Life change can be a slow thing though, but I assure you it sat with me for some time. I'm still chewing on that truth.
This year, as New Years rolled around I really thought about that. I want to change. I want to change something about my habits, or lifestyle, or something. No doubt there is room for improvement. It was as if instantly I thought of this. Give up drinking Coke.
Yea right. I loooove Coke. It came and went, I stopped drinking it..or cut back...and then would do have a lot...and thats how most people's stories go.
I came to realize that without a purpose, there is no reason to give something us. I began to calculate how much $$$$ I spend on Coke every month. Its quite sickening. No doubt it varies with everyone's circumstances..but let me remind you what I do. Thats like my cry to justify it, forgive me. In meeting with students for hours each day, I go from place to place hanging out with students. Sometimes I don't eat, but I at least order a drink. Some days I'd end up getting a few drinks in one day whereas other days I would be lucky not to have one. What I'm saying is I could easily...easily...spend 75-100 on Cokes a month. Outrageous I know. But I imagine your life is no different. They are 2-3 bucks each...and you always get one with a meal...and they add up.
Sooo...the thoughts started building. All the while, this organization called Compassion Internation has been on my heart. I'd been introduced to them about a year ago. Then over New Years when I really wanted to 'change' Compassion was thrown in my face. The stats are one thing, but the stories of young children you can't run from. Then I come back to school and Compassion seems to be everywhere.
$38 a month to sponsor a child. Just $38. So what I have a tight budget. I can give something up. What can I give up.
All spring I crunched the numbers and finally came to this.
Coke for Compassion.
What I'm not saying is that I'll never have a Coke again. I'm not even saying that I'm totally against buying one. I'm sure I will--what I am saying is that I'm willing to sacrifice having a Coke most of the time for the sake of investing in a Compassion child. Its that worth it.
You might feel the same way if you could see sweet Pamela. Her pic is no longer online, thankfully. I now call her mine.

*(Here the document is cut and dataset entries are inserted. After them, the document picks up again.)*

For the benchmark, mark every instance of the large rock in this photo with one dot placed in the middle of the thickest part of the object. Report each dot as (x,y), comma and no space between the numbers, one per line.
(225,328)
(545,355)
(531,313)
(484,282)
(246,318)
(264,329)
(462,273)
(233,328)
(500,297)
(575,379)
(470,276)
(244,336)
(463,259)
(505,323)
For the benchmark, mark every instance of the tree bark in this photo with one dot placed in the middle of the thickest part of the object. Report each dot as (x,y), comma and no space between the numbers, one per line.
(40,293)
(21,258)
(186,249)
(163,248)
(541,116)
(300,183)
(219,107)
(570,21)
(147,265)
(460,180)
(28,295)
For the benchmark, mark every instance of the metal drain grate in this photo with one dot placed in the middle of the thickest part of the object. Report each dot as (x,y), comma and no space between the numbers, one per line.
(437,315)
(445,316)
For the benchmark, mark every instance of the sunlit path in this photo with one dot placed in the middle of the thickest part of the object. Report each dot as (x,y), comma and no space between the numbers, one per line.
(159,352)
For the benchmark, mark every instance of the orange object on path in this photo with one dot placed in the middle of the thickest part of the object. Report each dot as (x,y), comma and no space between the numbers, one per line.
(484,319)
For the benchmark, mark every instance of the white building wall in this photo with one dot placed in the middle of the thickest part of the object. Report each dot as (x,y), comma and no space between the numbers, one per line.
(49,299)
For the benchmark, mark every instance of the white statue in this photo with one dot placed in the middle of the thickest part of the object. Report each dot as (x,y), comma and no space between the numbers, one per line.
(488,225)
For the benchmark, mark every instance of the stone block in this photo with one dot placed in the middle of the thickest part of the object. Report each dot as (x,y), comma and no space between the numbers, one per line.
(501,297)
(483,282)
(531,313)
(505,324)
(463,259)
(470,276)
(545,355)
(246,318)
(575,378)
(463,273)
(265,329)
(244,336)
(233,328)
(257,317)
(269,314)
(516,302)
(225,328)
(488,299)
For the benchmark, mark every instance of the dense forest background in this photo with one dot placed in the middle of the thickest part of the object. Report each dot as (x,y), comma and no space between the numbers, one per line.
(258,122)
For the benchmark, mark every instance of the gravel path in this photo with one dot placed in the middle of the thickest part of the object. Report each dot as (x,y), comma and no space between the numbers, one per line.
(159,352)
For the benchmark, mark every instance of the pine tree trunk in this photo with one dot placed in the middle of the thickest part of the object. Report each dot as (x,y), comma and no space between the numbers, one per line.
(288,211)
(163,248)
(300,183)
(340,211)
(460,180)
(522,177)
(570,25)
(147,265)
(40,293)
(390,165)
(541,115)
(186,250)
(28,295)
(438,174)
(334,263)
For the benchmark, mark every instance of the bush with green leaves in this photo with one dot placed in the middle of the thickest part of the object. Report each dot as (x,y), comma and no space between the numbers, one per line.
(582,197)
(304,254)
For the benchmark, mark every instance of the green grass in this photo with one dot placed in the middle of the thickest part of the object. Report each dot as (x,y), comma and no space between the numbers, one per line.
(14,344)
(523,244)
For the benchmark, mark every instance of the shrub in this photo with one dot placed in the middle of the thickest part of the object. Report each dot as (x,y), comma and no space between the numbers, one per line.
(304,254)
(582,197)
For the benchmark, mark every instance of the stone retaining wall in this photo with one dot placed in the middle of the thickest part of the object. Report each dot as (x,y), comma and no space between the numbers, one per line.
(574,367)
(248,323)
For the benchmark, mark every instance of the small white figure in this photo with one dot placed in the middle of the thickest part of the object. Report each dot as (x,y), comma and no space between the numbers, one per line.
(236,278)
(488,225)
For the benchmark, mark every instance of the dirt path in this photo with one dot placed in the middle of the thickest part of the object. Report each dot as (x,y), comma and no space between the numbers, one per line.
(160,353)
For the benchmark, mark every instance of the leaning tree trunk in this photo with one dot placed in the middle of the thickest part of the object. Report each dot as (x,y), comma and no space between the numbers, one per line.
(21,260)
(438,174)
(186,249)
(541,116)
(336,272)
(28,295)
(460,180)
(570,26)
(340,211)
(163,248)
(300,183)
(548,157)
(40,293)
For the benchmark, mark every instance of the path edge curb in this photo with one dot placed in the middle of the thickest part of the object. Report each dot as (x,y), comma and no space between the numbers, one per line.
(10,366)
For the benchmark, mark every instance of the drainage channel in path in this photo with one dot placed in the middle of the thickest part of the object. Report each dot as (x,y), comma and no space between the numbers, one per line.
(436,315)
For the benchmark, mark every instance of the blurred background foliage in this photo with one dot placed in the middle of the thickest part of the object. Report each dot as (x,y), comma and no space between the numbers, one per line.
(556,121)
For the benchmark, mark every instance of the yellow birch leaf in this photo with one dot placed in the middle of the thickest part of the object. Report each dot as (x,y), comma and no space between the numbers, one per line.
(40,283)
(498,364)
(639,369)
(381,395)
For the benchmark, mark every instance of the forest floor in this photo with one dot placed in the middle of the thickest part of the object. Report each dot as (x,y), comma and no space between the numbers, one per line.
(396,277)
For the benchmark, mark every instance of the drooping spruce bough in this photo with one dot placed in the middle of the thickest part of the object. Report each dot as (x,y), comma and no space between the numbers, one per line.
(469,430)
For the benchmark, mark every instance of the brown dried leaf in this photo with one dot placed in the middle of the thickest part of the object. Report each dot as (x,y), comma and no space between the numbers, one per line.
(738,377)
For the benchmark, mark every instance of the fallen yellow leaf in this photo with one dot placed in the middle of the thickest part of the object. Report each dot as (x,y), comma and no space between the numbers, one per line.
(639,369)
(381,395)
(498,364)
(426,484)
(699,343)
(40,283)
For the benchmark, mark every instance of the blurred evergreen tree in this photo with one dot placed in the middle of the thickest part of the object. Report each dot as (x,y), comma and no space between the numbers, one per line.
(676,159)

Pamela is an 11 year hopeful child from Ecuador
Pamela lives with her father and her mother. At home, duties include caring for children, washing clothes and making beds. Her father is employed as a laborer and her mother maintains the home. There are 5 children in the family.
For fun, Pamela enjoys basketball, singing and art. She attends church activities regularly and is in primary school where her performance is average.
The hard part was not giving up Coke. The hard part was not 'adopting' more children. There is such a great need and we have far more than we ever could use. Its part of this lifestyle I'm trying out that I hope I don't ever change from....give it all away.
www.compassion.com
Be blessed.
1 comment:
So encouraging and convicting!!! Congrats on sweet Pamela entering your life, I'm sure it will be nothing short of an amazing blessing for you both.